Methods: We selected 24 youths from the HRC who presented with an increase in dimensional psychopathology at a 3-year follow-up as measured by the Child Behavior Checklist (CBCL). The DNA methylation and gene expression data were compared in peripheral blood samples (n = 48) obtained from the 24 youths before and after developing psychopathology. We implemented a methodological framework to reduce the effect of chronological age on DNA methylation using an independent population of 140 youths and the effect of puberty using data from the literature.

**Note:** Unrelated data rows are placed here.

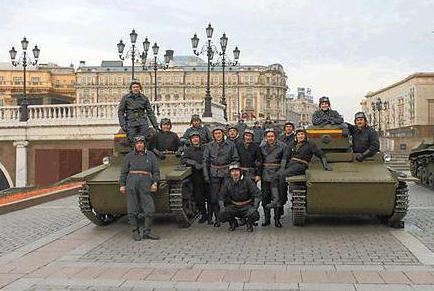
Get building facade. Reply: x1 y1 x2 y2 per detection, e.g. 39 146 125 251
0 63 76 106
361 73 434 151
75 57 288 122
286 87 318 126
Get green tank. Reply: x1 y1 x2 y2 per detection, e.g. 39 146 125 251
69 131 198 228
286 125 409 228
409 139 434 187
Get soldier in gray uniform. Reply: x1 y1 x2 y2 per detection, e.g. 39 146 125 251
259 128 288 228
119 136 160 241
203 126 239 227
227 124 242 145
347 112 380 161
218 163 261 232
312 96 344 126
118 80 159 144
182 114 213 145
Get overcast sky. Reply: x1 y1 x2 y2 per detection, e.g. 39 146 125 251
1 0 433 120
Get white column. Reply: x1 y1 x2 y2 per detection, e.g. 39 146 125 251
13 140 29 187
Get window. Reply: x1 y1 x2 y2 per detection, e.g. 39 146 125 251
0 76 5 85
13 77 23 85
117 76 123 85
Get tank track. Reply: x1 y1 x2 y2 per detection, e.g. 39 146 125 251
411 154 434 187
168 178 198 228
386 181 409 228
290 184 307 226
78 184 118 226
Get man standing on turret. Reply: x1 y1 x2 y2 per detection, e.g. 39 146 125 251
118 80 159 144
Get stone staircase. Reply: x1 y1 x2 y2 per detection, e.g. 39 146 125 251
385 151 410 172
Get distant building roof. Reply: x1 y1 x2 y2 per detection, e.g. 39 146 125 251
101 61 123 67
365 72 434 97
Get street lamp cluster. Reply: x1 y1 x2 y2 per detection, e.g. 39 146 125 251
371 97 389 136
9 37 40 122
191 23 240 119
117 29 173 103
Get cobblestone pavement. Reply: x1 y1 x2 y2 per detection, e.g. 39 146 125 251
0 196 84 256
0 182 433 290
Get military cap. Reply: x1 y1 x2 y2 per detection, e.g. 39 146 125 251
190 114 201 123
243 129 255 137
160 118 172 126
319 96 330 106
129 79 142 90
354 112 367 120
212 125 226 133
227 124 239 131
228 163 241 171
134 135 146 143
264 128 276 135
189 130 201 139
295 127 307 134
284 121 295 128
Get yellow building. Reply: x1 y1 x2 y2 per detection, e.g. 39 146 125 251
75 57 288 122
286 88 318 126
0 63 76 106
361 73 434 151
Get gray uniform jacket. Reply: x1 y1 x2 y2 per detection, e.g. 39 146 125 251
118 92 158 129
260 141 288 182
312 109 344 126
203 139 239 178
218 175 261 205
348 124 380 157
119 150 160 186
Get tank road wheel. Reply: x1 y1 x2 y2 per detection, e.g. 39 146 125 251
421 168 429 185
169 179 198 228
409 161 417 177
290 185 307 226
78 184 118 226
428 171 434 187
386 181 409 229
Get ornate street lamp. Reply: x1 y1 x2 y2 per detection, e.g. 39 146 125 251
142 42 173 102
191 24 239 119
371 97 389 136
117 29 149 80
9 37 40 122
210 33 240 121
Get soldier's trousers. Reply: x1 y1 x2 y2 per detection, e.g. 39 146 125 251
126 174 155 234
191 170 209 216
276 162 307 214
126 125 148 145
210 177 225 222
220 205 260 224
261 181 281 220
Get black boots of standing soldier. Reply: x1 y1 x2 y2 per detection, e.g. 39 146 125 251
131 214 160 241
262 208 282 228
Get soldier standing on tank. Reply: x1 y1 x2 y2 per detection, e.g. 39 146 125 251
181 131 210 224
218 163 261 232
148 118 180 155
182 114 213 145
347 112 380 162
312 96 344 126
119 136 160 241
118 80 159 145
259 128 288 228
203 126 239 227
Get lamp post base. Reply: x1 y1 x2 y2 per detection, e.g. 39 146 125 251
203 95 213 118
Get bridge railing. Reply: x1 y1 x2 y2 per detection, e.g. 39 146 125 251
0 100 226 125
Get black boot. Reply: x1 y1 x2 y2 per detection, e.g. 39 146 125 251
132 228 141 241
238 218 247 226
246 221 254 232
262 209 271 226
214 220 221 227
143 232 160 240
274 208 282 228
198 214 208 224
229 219 237 231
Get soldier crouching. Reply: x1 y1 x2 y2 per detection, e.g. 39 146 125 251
119 136 160 241
218 163 261 232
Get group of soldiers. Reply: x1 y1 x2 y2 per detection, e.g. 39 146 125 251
118 80 380 241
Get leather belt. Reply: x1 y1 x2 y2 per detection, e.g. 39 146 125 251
211 164 229 169
232 199 252 207
263 163 280 168
129 170 151 176
291 157 309 165
240 167 254 171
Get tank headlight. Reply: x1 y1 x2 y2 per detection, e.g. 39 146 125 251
383 153 392 162
102 156 111 165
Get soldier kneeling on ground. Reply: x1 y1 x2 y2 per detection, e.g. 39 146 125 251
218 163 261 232
119 136 160 241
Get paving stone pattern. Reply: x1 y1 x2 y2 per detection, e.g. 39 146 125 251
0 196 83 256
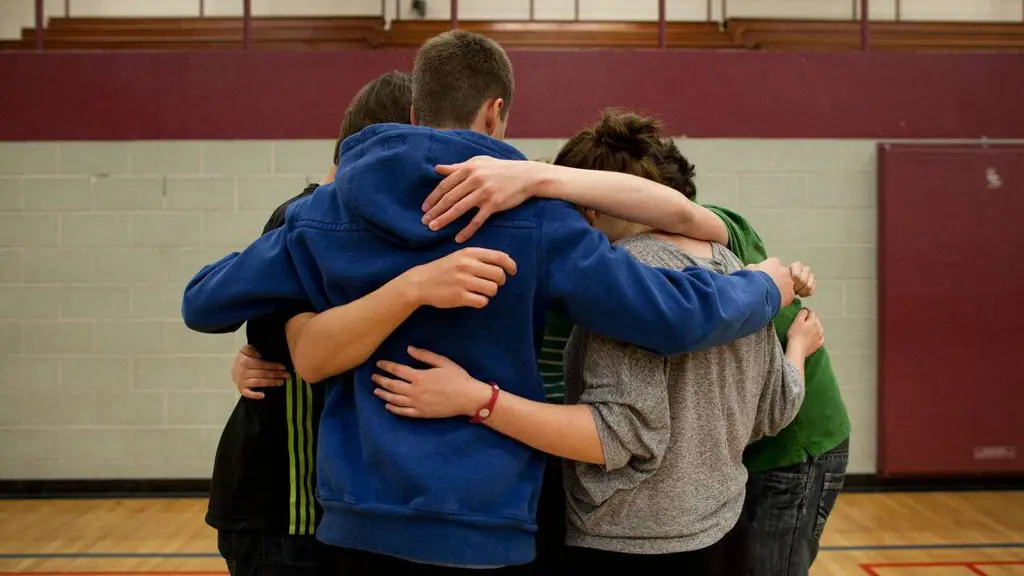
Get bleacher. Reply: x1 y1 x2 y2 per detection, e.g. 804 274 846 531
3 16 1024 51
728 19 1024 51
0 16 385 50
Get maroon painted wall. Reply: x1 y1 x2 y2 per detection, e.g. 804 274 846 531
1 50 1023 140
878 144 1024 476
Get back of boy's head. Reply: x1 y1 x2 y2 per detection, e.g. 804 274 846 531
554 110 663 183
411 30 514 129
333 70 413 164
653 139 698 201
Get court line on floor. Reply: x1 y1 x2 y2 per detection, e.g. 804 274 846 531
0 554 219 559
3 542 1024 560
0 572 225 576
820 542 1024 552
861 560 1024 576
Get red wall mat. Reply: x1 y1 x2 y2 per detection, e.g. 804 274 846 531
878 143 1024 477
1 51 1023 140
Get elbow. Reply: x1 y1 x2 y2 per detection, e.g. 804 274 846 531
668 204 694 236
181 290 219 334
289 335 356 384
290 347 327 384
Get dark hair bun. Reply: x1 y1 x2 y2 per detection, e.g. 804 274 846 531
654 138 698 200
593 110 662 159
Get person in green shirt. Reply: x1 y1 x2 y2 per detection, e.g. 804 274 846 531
655 139 851 575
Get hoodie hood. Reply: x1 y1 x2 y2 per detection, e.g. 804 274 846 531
335 123 527 248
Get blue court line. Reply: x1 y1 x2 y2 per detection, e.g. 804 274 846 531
2 543 1024 559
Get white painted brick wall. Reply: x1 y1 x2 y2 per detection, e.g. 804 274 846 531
2 136 1012 479
0 140 331 479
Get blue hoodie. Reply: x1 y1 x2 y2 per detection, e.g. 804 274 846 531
182 124 781 567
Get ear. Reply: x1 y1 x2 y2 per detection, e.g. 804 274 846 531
409 104 417 126
483 98 504 137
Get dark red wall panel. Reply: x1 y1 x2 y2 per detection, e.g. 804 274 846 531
1 50 1023 140
878 144 1024 476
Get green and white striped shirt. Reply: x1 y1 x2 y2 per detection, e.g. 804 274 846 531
539 310 573 403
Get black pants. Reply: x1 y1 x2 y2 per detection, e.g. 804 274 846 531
561 512 750 575
334 548 531 575
532 455 567 574
217 530 335 576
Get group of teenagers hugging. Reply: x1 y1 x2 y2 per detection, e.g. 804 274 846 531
183 29 851 576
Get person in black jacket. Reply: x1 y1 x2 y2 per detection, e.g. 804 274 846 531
208 70 420 576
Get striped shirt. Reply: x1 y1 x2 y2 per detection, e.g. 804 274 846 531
540 310 573 403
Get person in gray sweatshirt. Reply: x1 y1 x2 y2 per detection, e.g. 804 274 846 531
369 111 821 574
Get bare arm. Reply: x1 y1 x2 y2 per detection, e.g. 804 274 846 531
530 162 728 244
421 157 727 244
482 394 605 464
750 308 824 442
372 346 605 464
285 248 517 383
285 277 419 384
372 337 672 471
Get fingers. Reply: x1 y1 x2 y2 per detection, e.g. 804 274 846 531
461 257 508 286
463 276 499 298
243 368 290 381
240 388 265 400
407 345 453 368
375 361 418 382
384 403 424 418
790 262 807 287
427 188 481 232
424 163 469 211
795 308 810 322
241 355 287 373
243 377 287 388
805 275 817 296
373 386 414 407
372 373 414 394
434 163 458 177
239 344 261 359
455 208 493 244
461 293 490 309
424 177 475 226
461 248 517 276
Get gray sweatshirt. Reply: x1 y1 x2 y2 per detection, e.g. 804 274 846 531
562 234 804 554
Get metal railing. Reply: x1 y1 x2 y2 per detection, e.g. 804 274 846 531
26 0 1024 51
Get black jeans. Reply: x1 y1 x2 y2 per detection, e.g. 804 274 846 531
742 438 849 576
562 512 750 575
217 530 334 576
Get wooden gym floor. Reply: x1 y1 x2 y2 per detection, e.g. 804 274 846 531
0 492 1022 575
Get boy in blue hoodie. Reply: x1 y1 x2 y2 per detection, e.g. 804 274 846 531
182 30 793 573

Results: We identified 663 differentially methylated positions (DMPs) and 90 differentially methylated regions (DMRs) associated with the emergence of psychopathology. We observed that 15 DMPs were mapped to genes that were differentially expressed in the blood; among these, we found a correlation between the DNA methylation and mRNA levels of RB1CC1 and a correlation between the CBCL and mRNA levels of KMT2E. Of the DMRs, three genes were differentially expressed: ASCL2, which is involved in neurogenesis; HLA-E, which is mapped to the MHC loci; and RPS6KB1, the gene expression of which was correlated with an increase in the CBCL between the time points.
Conclusions: We observed that changes in DNA methylation and, consequently, in gene expression in the peripheral blood occurred concurrently with the emergence of dimensional psychopathology in youths. Therefore, epigenomic modulations might be involved in the regulation of an individual's development of psychopathology.
Keywords: Epigenetics; Gene expression; Mental disorders; Methylation; Transcription.